Wednesday, August 13, 2008
Turns out the Big Bad Bear isn’t dead after all. Russia is puttin’ a beatdown on their little runaway -- Georgia. Most Americans hear that sorta news and wonder how that’ll affect the upcoming SEC football season. That’s the wrong Georgia guys. ANYWAY…
So the Russians are kickin’ a little ass and the tighty-righties have their knickers all in a bunch. pResident Bush says that Russia is using unacceptably harsh force in the situation. Funny, we said the same thing to the Bush-Wipe about Iraq and we were called traitors. But what lame duck chimp-dick says really doesn’t affect anyone anymore. What we’re worried about is skeevy John McSame.
Yup…old Uncle Fester is saber rattling. He yaps that Georgia is one of our BFF’s and that we’ll stick our wieners in the blender to help ‘em out.

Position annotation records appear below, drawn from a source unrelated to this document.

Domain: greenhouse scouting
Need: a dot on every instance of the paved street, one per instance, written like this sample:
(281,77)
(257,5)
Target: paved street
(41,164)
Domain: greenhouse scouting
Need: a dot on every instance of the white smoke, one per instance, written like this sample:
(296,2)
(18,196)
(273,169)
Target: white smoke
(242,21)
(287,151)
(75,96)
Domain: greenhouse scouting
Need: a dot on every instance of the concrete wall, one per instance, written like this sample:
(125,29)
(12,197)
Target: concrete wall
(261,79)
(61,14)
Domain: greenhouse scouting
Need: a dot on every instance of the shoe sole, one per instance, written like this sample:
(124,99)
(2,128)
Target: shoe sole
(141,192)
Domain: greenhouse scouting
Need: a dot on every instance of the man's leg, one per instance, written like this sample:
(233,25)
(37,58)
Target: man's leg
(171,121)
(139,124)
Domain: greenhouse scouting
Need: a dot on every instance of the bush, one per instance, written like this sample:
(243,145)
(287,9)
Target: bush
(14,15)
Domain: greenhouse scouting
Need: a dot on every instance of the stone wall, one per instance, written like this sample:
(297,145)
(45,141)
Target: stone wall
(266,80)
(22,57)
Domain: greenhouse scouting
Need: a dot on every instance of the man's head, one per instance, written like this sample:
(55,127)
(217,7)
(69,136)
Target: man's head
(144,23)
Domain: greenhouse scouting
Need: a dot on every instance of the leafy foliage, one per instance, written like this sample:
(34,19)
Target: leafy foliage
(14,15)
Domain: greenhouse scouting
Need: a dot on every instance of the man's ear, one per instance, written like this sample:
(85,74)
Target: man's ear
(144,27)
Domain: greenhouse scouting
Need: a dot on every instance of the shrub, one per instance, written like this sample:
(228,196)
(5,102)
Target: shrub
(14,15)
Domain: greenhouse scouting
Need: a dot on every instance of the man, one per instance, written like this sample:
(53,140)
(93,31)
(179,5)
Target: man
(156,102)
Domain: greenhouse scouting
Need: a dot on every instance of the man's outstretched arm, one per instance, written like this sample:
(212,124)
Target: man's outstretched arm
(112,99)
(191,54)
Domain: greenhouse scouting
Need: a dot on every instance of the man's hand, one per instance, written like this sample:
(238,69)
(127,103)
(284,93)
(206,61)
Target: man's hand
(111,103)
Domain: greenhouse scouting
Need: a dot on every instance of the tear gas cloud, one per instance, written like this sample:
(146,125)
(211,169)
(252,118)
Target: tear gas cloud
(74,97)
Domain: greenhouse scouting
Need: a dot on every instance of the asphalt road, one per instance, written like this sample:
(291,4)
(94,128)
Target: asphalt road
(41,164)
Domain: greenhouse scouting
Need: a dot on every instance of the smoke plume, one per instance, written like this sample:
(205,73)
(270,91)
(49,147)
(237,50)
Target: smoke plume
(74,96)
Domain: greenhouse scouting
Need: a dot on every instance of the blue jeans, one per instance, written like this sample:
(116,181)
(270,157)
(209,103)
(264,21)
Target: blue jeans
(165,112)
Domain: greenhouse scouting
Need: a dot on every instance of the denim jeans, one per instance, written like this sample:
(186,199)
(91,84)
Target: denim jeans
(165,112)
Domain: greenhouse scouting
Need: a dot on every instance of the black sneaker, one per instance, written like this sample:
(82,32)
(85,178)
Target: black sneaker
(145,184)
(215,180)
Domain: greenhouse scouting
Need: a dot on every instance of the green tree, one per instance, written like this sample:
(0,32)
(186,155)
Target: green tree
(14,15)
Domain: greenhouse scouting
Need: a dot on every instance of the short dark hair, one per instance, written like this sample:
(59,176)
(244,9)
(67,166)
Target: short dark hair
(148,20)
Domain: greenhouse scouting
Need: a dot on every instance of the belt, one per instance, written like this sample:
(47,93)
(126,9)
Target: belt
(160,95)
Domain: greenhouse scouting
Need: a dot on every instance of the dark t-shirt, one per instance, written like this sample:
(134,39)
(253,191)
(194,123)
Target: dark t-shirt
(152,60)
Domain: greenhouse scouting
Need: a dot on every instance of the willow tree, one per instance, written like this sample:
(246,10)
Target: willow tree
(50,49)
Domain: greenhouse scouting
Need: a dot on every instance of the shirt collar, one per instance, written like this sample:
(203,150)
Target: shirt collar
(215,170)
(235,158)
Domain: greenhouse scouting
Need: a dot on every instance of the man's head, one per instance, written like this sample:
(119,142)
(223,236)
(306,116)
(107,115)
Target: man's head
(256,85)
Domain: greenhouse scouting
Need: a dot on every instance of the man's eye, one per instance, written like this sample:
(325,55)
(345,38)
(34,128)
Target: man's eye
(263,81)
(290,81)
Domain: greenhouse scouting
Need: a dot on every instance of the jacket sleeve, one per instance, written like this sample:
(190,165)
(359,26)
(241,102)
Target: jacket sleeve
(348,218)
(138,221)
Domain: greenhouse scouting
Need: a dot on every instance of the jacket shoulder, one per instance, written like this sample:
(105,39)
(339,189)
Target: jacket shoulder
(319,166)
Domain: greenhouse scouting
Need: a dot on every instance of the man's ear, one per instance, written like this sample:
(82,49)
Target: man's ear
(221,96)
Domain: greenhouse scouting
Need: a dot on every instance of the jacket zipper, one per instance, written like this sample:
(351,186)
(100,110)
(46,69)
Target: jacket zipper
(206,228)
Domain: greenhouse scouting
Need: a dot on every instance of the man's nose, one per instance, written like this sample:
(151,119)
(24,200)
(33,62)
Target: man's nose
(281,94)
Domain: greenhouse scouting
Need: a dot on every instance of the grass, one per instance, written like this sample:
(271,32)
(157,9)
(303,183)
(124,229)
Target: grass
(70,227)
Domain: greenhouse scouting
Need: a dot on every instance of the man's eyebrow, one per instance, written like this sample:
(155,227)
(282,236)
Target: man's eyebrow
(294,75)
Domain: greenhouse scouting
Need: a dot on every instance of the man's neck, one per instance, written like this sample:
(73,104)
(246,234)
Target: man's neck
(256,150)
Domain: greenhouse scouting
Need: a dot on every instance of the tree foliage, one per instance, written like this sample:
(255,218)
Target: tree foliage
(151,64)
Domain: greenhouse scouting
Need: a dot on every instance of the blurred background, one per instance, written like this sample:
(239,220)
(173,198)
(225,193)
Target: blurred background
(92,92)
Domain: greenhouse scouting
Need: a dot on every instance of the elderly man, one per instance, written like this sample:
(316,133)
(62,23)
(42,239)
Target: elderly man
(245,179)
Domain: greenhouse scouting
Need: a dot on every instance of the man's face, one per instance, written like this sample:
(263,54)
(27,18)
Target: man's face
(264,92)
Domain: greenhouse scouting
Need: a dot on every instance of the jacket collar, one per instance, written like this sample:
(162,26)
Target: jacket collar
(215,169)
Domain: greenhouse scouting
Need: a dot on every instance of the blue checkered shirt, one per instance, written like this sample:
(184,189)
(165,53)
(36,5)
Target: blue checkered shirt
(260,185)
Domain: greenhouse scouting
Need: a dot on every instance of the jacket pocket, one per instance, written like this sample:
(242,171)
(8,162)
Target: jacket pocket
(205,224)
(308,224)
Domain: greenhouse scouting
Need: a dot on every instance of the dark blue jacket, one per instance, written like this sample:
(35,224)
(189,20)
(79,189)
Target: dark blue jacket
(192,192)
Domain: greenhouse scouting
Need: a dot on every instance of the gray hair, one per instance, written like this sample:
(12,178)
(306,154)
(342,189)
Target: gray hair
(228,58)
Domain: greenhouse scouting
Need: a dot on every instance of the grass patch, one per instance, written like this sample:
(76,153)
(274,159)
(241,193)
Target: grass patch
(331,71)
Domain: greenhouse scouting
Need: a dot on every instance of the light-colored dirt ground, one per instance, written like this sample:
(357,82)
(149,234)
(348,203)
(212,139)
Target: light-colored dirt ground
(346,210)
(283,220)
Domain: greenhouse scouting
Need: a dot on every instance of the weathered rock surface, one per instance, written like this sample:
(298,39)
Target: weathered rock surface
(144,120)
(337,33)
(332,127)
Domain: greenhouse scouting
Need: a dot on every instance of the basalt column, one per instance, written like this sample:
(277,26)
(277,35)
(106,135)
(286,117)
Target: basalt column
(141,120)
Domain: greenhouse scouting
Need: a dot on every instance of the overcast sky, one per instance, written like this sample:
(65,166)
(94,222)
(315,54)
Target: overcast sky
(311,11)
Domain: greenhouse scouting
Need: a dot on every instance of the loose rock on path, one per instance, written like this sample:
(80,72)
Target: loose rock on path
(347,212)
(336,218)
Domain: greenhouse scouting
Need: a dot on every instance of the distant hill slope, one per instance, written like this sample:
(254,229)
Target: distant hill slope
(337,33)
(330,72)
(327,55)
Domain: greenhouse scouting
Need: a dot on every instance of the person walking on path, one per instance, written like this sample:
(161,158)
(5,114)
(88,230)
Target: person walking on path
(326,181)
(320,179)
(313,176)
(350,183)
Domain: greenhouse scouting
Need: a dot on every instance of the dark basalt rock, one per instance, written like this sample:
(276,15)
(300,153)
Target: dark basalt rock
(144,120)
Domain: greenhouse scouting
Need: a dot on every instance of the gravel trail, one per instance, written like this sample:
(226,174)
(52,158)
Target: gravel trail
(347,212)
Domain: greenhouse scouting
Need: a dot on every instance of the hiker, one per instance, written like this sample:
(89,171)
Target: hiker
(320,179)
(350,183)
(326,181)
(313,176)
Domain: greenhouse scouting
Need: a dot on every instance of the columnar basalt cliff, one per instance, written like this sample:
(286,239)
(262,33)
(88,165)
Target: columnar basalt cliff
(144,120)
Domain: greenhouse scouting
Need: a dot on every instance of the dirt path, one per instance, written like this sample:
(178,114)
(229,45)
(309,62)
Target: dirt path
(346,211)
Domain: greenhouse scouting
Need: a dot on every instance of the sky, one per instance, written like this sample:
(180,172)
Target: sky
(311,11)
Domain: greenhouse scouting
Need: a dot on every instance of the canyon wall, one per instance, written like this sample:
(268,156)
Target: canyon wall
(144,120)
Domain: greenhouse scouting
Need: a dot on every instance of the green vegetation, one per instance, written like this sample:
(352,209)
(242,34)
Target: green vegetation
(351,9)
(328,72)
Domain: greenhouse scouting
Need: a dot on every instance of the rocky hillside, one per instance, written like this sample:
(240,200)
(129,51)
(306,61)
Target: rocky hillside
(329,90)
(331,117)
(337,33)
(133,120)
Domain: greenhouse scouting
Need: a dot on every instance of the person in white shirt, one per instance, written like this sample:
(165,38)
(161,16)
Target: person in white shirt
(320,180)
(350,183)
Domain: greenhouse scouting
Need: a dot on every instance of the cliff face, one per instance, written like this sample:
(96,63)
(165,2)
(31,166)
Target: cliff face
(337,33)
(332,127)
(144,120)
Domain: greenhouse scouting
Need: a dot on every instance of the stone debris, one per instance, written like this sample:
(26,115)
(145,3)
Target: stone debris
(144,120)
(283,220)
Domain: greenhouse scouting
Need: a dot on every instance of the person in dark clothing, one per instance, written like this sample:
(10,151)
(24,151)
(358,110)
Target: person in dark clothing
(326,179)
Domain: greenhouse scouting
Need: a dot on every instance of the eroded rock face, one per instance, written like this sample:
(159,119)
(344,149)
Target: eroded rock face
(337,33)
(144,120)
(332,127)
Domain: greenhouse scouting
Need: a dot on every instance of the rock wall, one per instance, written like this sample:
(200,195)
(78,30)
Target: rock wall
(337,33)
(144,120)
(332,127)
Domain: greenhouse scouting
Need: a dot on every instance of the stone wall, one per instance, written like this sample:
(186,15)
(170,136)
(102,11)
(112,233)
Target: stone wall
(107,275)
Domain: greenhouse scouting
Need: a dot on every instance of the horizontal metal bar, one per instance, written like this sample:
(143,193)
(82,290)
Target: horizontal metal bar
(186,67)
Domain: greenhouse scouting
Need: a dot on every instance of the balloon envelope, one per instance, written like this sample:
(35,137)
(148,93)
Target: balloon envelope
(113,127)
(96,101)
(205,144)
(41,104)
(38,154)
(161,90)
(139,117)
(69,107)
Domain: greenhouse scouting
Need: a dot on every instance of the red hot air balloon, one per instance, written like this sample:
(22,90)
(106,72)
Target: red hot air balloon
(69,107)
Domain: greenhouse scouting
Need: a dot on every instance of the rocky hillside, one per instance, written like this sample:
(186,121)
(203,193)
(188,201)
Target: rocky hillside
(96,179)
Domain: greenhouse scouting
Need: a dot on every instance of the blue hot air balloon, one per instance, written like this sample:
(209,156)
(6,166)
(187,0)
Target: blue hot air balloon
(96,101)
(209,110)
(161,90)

No mention of how broken our armed forces are ‘cause of Iraq and Afghanistan. Nope…just threats of violence. Here’s the crux of our biscuit today:
Does anyone wonder why Senator McLame is so hell-bent on stickin’ it to the Russkies? We don’t wonder ‘cause we know. Ever heard of Randy Scheunemann? We have. Ya see, Scheunemann is one of those neocons who’s job was to get us into a war with Iraq. Good work Randy. For almost four years, Schheunemann was the only Washington lobbyist working for the country of Georgia. Today Scheunemann is a senior foreign affairs advisor to…you guessed it…Senator John McCain. If that isn’t the stinkiest, steaming piece of horse-cadoodle…we don't know what is. You wonder why we hate politicians? Perfect. Example.